Matt Rodgers reviews the eighth episode of The X-Files season 11…
Opening with a sequence that draws inevitable comparisons with Stephen King’s IT, this installment of The X-Files sets out to scare the pressed suit pants off you with a monster-of-the-week prologue that’ll haunt your dreams.
A young boy is playing on a roundabout, singing in that A Nightmare on Elm Street rhyme style about Mr. Chuckle Teeth, the perma-grinned star of a children’s television show. He clutches the doll in his hands as his mother ignores his claims that he can see Mr. Chuckle Teeth in the woods. Before you can say, “They all float down here”, the yellow mac-sporting boy wanders off to find the laughing clown, with a grizzly outcome.
This signals the arrival of Mulder and Scully, whose creature in the woods episodes are the stuff of classic X-Files; we all remember poor Queequeg, and their first ever case involved kids being abducted from the forest.
However, it also signals a shift in tone for the episode, not to anything comedic, although Mulder’s early assertion that Scully is his “homie” is rather charming, but from a ghost hunt, to a witch-hunt.
‘Familiar’, which refers to a demon dog that’s supposedly guarding the gates of hell, evolves into a Wicker Man narrative of finger pointing and cloak-and-dagger small town politics. It’s another obvious parallel with the new world that The X-Files finds itself in, focusing on mob culture and the rush-to-judge nature of society. Here people aren’t burned by social media trolls, but by literal spontaneous combustion. This final run of the show might have been inconsistent in terms of quality, but its desire to stay relevant has been a undeniable success.

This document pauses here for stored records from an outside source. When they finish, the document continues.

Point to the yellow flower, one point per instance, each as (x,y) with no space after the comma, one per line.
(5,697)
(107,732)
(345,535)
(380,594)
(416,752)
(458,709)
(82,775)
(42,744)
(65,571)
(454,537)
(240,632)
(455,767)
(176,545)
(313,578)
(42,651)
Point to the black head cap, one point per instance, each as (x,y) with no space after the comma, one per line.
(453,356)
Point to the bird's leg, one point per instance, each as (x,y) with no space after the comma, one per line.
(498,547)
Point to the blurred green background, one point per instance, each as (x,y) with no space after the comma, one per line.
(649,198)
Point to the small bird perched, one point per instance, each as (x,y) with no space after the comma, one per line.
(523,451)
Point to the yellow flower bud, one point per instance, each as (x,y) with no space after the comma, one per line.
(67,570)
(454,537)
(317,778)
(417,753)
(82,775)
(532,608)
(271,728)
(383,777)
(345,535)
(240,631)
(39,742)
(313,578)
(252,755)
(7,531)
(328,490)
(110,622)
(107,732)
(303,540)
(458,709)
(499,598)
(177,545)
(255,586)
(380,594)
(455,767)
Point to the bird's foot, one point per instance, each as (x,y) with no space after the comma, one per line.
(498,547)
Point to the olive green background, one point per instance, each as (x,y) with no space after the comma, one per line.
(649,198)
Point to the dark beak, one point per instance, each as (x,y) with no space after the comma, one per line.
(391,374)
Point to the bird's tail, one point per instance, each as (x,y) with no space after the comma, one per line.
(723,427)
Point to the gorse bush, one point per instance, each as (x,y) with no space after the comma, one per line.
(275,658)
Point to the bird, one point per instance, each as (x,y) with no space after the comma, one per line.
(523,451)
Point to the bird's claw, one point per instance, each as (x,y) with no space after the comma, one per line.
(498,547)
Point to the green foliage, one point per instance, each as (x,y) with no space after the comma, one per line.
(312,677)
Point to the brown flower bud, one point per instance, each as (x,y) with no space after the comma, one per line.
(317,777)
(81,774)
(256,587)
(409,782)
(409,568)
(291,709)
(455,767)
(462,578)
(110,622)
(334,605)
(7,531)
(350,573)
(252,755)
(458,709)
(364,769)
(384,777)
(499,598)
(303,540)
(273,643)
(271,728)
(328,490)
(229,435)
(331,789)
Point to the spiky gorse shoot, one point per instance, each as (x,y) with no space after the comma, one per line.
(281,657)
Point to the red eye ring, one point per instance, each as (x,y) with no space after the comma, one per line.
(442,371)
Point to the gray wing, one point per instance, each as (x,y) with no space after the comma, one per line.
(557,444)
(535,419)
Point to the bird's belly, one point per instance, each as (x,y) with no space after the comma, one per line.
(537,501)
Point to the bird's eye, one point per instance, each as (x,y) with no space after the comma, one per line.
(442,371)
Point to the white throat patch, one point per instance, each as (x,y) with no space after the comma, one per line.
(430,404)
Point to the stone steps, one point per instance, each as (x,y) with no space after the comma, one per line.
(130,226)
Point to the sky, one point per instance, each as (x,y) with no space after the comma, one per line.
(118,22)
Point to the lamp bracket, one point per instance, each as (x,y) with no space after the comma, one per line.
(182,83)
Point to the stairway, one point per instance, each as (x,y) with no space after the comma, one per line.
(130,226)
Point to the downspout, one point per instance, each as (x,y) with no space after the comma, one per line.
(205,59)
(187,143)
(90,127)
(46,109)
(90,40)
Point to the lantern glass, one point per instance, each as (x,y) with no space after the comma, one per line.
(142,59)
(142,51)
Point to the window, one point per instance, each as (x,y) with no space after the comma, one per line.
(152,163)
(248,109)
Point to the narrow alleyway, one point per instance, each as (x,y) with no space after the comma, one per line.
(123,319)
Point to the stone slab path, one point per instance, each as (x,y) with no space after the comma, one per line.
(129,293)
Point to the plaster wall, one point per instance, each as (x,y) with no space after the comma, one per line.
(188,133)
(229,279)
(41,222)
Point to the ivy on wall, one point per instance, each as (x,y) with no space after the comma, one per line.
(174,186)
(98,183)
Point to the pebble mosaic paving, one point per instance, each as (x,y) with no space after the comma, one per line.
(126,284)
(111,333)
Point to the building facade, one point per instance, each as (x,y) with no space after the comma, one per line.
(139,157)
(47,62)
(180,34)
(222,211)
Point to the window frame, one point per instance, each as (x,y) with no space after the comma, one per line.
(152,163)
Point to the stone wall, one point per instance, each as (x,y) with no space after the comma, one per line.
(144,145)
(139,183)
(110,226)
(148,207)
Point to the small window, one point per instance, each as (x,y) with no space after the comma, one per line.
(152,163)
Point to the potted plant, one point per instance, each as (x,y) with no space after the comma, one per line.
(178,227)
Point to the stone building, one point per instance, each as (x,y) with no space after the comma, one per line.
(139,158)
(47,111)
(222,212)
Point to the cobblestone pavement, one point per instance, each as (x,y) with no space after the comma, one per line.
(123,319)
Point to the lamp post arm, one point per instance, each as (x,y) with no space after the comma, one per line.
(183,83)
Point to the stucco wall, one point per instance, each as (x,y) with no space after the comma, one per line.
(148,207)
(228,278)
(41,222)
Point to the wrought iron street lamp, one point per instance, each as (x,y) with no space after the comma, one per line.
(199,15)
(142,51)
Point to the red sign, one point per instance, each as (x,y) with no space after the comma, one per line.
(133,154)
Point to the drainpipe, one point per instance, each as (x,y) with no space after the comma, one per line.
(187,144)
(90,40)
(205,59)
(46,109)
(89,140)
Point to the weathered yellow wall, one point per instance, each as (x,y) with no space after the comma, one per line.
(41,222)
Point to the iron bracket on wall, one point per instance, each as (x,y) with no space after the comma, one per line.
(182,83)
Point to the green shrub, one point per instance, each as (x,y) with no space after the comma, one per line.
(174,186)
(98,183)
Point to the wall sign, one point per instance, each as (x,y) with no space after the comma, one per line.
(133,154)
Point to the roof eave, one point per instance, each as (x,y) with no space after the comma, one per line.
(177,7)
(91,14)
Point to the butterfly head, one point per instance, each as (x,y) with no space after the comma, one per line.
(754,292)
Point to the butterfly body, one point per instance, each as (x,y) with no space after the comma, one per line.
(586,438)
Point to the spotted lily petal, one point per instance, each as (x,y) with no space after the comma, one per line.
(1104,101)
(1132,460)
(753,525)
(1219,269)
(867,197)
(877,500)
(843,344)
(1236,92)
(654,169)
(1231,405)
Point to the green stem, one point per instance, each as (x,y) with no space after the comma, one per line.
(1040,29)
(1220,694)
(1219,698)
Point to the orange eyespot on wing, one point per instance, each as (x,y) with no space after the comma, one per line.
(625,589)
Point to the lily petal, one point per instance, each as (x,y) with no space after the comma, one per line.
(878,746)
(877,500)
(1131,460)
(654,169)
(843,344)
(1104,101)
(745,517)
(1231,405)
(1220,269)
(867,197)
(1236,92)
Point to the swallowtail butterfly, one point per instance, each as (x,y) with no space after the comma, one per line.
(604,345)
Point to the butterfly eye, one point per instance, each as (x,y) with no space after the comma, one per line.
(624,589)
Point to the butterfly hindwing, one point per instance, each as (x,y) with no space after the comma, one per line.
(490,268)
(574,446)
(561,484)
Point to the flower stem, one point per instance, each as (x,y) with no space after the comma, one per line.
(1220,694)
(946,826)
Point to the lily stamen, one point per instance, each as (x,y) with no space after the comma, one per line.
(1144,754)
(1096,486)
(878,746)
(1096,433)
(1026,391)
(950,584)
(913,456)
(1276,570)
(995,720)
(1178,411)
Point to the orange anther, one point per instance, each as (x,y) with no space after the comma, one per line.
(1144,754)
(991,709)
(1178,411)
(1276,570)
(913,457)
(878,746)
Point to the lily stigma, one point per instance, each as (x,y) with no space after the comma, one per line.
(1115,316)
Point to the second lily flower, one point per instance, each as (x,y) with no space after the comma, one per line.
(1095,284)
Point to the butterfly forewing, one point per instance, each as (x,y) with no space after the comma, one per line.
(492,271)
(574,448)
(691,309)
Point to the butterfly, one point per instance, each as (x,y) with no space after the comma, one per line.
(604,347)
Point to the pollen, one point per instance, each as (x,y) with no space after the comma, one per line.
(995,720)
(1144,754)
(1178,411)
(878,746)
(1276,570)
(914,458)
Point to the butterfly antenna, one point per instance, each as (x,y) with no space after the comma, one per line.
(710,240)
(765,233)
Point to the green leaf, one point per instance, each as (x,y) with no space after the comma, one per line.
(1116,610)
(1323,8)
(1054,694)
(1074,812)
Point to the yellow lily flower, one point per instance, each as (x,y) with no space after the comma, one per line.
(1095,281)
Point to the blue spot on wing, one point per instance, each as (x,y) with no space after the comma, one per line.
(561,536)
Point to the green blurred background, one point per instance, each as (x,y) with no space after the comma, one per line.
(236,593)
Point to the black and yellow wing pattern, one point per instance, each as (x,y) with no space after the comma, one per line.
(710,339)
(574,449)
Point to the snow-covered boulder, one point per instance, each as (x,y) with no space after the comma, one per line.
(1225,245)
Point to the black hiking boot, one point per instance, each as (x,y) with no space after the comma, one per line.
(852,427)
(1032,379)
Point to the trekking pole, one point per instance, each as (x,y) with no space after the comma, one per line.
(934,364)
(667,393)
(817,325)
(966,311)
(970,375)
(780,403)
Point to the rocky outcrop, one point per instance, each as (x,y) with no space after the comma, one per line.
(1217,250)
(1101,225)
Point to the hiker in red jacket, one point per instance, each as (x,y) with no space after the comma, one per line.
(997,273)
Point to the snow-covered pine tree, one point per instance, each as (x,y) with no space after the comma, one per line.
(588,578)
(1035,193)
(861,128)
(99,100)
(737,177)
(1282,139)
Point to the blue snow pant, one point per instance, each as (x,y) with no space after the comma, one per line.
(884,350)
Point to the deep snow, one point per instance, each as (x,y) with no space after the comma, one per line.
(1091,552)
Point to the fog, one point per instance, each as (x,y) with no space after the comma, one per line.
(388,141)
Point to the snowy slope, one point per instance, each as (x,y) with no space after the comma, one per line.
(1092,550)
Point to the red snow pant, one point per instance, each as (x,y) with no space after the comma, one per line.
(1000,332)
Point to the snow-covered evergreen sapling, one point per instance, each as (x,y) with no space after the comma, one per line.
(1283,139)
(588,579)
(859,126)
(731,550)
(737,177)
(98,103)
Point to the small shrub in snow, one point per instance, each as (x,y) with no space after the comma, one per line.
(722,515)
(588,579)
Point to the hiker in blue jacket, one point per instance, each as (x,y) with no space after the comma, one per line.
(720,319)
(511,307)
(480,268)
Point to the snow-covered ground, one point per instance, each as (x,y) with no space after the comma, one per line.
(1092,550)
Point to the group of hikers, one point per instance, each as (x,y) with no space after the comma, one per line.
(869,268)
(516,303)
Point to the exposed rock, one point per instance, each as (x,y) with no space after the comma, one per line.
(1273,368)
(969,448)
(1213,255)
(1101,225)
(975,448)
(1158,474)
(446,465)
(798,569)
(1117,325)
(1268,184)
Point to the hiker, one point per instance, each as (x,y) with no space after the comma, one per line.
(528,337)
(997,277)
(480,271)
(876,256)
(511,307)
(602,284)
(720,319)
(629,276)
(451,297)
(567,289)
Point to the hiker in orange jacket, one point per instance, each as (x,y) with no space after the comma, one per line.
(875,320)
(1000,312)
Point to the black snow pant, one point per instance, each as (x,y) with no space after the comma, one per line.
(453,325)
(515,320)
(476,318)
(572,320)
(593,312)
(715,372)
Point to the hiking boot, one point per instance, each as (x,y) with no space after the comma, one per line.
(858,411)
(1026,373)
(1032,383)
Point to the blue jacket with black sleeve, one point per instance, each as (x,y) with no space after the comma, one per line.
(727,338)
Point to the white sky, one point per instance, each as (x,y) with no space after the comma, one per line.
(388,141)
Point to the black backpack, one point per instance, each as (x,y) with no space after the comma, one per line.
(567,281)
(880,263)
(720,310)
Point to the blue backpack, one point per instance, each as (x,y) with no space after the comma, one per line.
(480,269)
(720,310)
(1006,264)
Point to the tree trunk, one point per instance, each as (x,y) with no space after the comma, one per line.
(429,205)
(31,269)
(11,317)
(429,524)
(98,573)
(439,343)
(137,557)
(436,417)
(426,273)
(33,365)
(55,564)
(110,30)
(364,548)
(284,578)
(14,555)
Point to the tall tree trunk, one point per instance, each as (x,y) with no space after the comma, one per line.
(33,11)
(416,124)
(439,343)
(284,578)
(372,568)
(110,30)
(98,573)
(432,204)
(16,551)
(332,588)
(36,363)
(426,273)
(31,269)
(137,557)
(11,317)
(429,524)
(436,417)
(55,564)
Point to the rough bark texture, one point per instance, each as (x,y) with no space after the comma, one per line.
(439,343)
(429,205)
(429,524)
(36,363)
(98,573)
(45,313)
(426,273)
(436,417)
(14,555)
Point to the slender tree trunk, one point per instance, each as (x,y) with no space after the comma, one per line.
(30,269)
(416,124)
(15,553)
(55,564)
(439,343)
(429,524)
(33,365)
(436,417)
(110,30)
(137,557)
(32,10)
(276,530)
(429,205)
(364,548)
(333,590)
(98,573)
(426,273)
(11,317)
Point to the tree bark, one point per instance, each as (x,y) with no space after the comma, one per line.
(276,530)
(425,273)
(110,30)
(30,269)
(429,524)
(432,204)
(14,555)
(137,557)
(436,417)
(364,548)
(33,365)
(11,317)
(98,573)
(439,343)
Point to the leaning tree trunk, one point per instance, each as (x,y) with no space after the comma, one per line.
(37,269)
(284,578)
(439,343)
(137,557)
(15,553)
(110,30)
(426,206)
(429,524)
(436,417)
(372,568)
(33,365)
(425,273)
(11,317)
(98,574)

It’s also the most disturbing episode of the season, with moments of genuine horror scattered throughout. The appearances of Mr. Chuckle Teeth are as freaky as anything in You’re Next or The Strangers, or come to mention it, the last two seasons, but it’s the act of human violence that triggers the shift in narrative that’s the most shocking element of ‘Familiar’. It’s a reflection of the world we live in that the monsters aren’t necessarily the scariest things lurking in the dark.
It might not be the most original case the duo have investigated, but if it’s to be the last standalone before the show heads to the big beam of light in the sky, then it’s a pretty decent echo of some classic episodes.